In the past six months, I’ve become a bit addicted to a TV show called “Holmes Inspection.” In each episode, a family has a major problem—sometimes several—with their new home. Mike Holmes comes in, does a detailed inspection, points out everything the original home inspector missed, and then “makes it right” by fixing everything up properly.
Now, please understand, I know nothing about home repair or the building trades. I’m the last person you want to see with a hammer in his hand. But, as I’ve watched the show, something interesting has happened: I’ve started thinking a bit like a builder or home inspector. I may not know how to install attic vents, but the next time I’m in my attic, I guarantee I’ll look around to make sure the vents seem “right.” And I have some sense of what “right” means, even if I don’t know every intricacy to look for. Before, I wouldn’t have even thought about the vents.

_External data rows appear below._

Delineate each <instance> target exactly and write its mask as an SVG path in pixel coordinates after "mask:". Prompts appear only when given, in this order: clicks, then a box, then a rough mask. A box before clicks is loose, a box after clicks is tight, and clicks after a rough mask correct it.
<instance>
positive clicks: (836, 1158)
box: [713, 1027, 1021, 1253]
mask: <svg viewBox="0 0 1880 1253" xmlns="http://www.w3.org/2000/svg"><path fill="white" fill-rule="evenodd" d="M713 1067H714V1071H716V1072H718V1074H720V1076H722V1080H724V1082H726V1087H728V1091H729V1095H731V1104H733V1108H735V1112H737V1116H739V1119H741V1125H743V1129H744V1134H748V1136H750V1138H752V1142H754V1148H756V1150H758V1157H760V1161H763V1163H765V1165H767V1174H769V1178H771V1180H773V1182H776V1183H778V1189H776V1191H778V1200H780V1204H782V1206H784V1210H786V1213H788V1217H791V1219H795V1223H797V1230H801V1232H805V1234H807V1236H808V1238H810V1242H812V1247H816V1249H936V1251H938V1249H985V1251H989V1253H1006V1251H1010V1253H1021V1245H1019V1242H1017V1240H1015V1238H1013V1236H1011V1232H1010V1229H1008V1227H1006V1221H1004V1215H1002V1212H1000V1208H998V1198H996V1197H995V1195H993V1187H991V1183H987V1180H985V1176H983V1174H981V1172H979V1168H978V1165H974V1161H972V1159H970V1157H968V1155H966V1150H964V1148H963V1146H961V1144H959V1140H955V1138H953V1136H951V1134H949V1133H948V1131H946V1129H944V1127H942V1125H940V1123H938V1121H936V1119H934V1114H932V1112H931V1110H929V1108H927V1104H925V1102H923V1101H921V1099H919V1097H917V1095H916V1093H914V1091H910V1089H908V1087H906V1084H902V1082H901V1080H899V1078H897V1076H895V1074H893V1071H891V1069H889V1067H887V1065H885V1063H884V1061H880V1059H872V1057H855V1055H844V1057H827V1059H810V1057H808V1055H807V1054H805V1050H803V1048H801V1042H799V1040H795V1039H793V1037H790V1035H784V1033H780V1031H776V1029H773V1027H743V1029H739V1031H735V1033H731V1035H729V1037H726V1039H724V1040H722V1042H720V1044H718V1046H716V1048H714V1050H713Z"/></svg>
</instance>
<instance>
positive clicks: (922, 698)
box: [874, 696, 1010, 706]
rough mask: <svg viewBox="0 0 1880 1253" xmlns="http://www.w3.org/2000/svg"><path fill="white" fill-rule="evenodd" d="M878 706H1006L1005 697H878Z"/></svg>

I think this carries a lesson for how we educate “the masses” about the effective, safe, and responsible use of technology, the more I think we have to focus on teaching “geek thinking.” Just as a good home inspector looks at a house differently than most of us, a geek experiences new technology and new technological challenges differently than most people. When a non-geek sees an error message, he thinks “what am I supposed to do now?” When a geek sees an error message, she thinks “how do I find out what this means and what I should do,” and she has a few basic strategies for finding the answer. It’s a different mindset, and it’s what we have to start exposing people to.
Learning geek thinking won’t make people into technology experts any more than watching Holmes Inspection has prepared me for working as a building contractor. But it will help them be more informed, prepared consumers of technology, and wouldn’t it be nice to have more of those in the world?